El mecanismo es conocido: primero, como he señalado anteriormente, se subrayan las distancias entre humanos y animales: los primeros siendo sujetos de derechos, los segundos sólo cuentan con el instinto, además no sienten dolor (¿será porque no tienen alma como se han hartado de subrayar los especialistas en la cosa de Roma? No, si al final resultará que gozan cuando les clavan las banderillas, los puyazos del hombre del caballito y luego le pegan unos viajes con el estoque, cuando no con la puntilla... sin contar los tiempos apacibles y previos a la matanza...). En segundo lugar, se pone al torero y al toro en plano de igualdad, incluso son como amigos (quien más te quiera te hará llorar): una bravura frente a la otra, dos enemigos que se ven en el espejo del de enfrente... y cosas así, de ese pelo.
Desde luego, cierto es, como subraya el filósofo, que la muerte se oculta en nuestras sociedades, no somos capaces de mirarla de frente a los ojos, se oculta... mas de ahí a convertirla en un espectáculo color sangre, montado sobre la crueldad, la chulería... en un enfrentamiento absolutamente desigual, defendiéndolo sin sonrojo, y aunque se pusiese de tal color no se notaría porque en sus alabanzas tal color es el dominante, chorreando, hasta el exceso, distan muchos pueblos de distancia; en la plaza desde el principio al final se trata de parar el empuje del toro, machacarlo para que pueda ponerse a la altura del de la capita y el traje ajustadito de luces; vamos, que no moleste al diestro, o siniestro, no sé.

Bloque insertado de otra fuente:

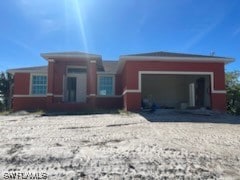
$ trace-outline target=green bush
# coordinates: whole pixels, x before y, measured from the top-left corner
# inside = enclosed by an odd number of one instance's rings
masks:
[[[11,103],[10,88],[13,83],[12,75],[9,73],[0,73],[0,98],[2,99],[0,110],[8,110]]]
[[[226,73],[227,111],[240,115],[240,71]]]
[[[2,103],[2,101],[0,101],[0,112],[4,111],[4,105]]]

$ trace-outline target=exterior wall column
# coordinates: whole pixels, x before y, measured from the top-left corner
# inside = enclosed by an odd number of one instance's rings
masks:
[[[227,111],[227,103],[226,103],[226,94],[225,93],[212,93],[212,109],[220,112]]]
[[[97,95],[97,61],[88,62],[88,96],[90,106],[95,108]]]
[[[123,95],[124,110],[139,111],[141,109],[141,93],[127,92]]]
[[[211,93],[212,109],[220,112],[227,111],[227,97],[225,89],[224,66],[214,72],[214,84],[211,84],[215,92]]]
[[[54,62],[54,59],[48,60],[47,108],[50,108],[53,103]]]

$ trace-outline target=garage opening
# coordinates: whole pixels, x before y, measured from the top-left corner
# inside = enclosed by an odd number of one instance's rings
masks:
[[[211,107],[210,75],[141,75],[142,107],[207,108]]]

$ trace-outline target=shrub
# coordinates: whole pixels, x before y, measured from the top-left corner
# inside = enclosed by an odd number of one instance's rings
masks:
[[[226,73],[227,111],[240,115],[240,71]]]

Puestos a señalar metáforas y enfoques con respecto a las corridas de toros, ya les huele con eso de la lucha entre la vida y la muerte, de la bravura animal frente a la astucia humana, del hombre frente a la mujer a someter, de la conservación de la raza de los astados, de ética y estética, de arte, de lo bello y lo sublime y qué sé yo; por no recurrir a la asnería de recriminar a quienes comen carne... ignorando que no es lo mismo comer pollo, por ejemplo, que ir al matadero a ver su muerte y a jalear la faena, además de que responden tales sacrificios a cubrir una necesidad y no a un capricho gratuito-ritual. Cuando, de hecho, todos estos discursos se reducen lisa y llanamente a brindar armas a los aficionados a tal espectáculo de la muerte para que no se acoquinen y puedan defender sin complejos las maravillas del arte de Cúchares.
A servidor de la tauromaquia le duele todo (como al otro le dolía España): desde el sufrimiento del toro a García Lorca o Pablo Picasso, pasando por José Bergamín, Alberti, Morente... sin recurrir, no obstante, a aquellos furiosos lemas de «torero bueno, torero muerto», o «ningún torero sin cornada» Sí que me quedo con la ética -ésa sí que era...- de la agrupación socialista de Mieres en un panfleto fechado en junio de 1905, en el que denunciaban: «todo lo que signifique retroceso y barbarie como las corridas, un espectáculo impropio de pueblos que se precien de civilizados... espectáculo que da cabida a sentimientos depravados y reúne a aficionados a la chulapería... alimentando sentimientos sanguíneos y bárbaros. ¡Paso a la civilización!».